AWS will charge EC2 customers by the second

Amazon AWS

Amazon Web Services (AWS) will soon be raising its prices to better compete against its rivals Microsoft and Google in the public cloud market.

The company announced on Monday that as of October 2, it will begin charging customers by the second to use its EC2 virtual slices in its data centers. This is a big change in AWS' pricing model, as it has charged by the hour since its release in 2006.

A year after Alphabet's Google entered the public cloud market, it announced that it would begin to charge customers by the minute with a 10-minute minimum. Microsoft's Azure also adopted a similar pricing model shortly after.

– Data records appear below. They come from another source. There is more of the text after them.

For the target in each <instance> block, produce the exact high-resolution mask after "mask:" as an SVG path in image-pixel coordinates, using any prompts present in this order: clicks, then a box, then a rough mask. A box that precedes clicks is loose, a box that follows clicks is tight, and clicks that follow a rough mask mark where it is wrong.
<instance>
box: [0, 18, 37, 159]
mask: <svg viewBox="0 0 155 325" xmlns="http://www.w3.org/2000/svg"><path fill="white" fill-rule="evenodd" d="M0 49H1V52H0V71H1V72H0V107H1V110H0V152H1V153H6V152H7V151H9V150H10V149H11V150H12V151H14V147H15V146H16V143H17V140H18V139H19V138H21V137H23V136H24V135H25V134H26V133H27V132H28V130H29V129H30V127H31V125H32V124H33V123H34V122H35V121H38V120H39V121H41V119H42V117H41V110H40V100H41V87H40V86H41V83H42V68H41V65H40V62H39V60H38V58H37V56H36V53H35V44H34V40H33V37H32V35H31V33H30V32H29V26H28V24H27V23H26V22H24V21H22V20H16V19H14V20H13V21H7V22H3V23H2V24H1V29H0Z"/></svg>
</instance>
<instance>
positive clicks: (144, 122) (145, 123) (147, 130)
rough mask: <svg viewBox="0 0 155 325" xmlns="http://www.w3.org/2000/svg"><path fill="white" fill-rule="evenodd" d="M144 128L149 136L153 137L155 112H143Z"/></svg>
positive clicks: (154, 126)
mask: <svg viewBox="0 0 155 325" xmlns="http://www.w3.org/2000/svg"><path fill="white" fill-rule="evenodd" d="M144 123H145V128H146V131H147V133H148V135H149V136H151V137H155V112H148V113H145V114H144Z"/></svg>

By charging customers that use its Linux virtual machines by the second, AWS will give them the ability to only pay for the computing resources they use and this move may help the company regain some lost market share. There will be a one-minute minimum and certain types of workloads could see companies paying a lot less for cloud services.

AWS' chief evangelist, Jeff Barr provided more details on the per second pricing model in a blog post, saying:

"Effective October 2, usage of Linux instances that are launched in On-Demand, Reserved, and Spot form will be billed in one-second increments. Similarly, provisioned storage for EBS volumes will be billed in one-second increments. Per-second billing also applies to Amazon EMR and AWS Batch."

As demand for public cloud services has increased, AWS is taking the necessary steps to stay one step ahead of its competitors in the space.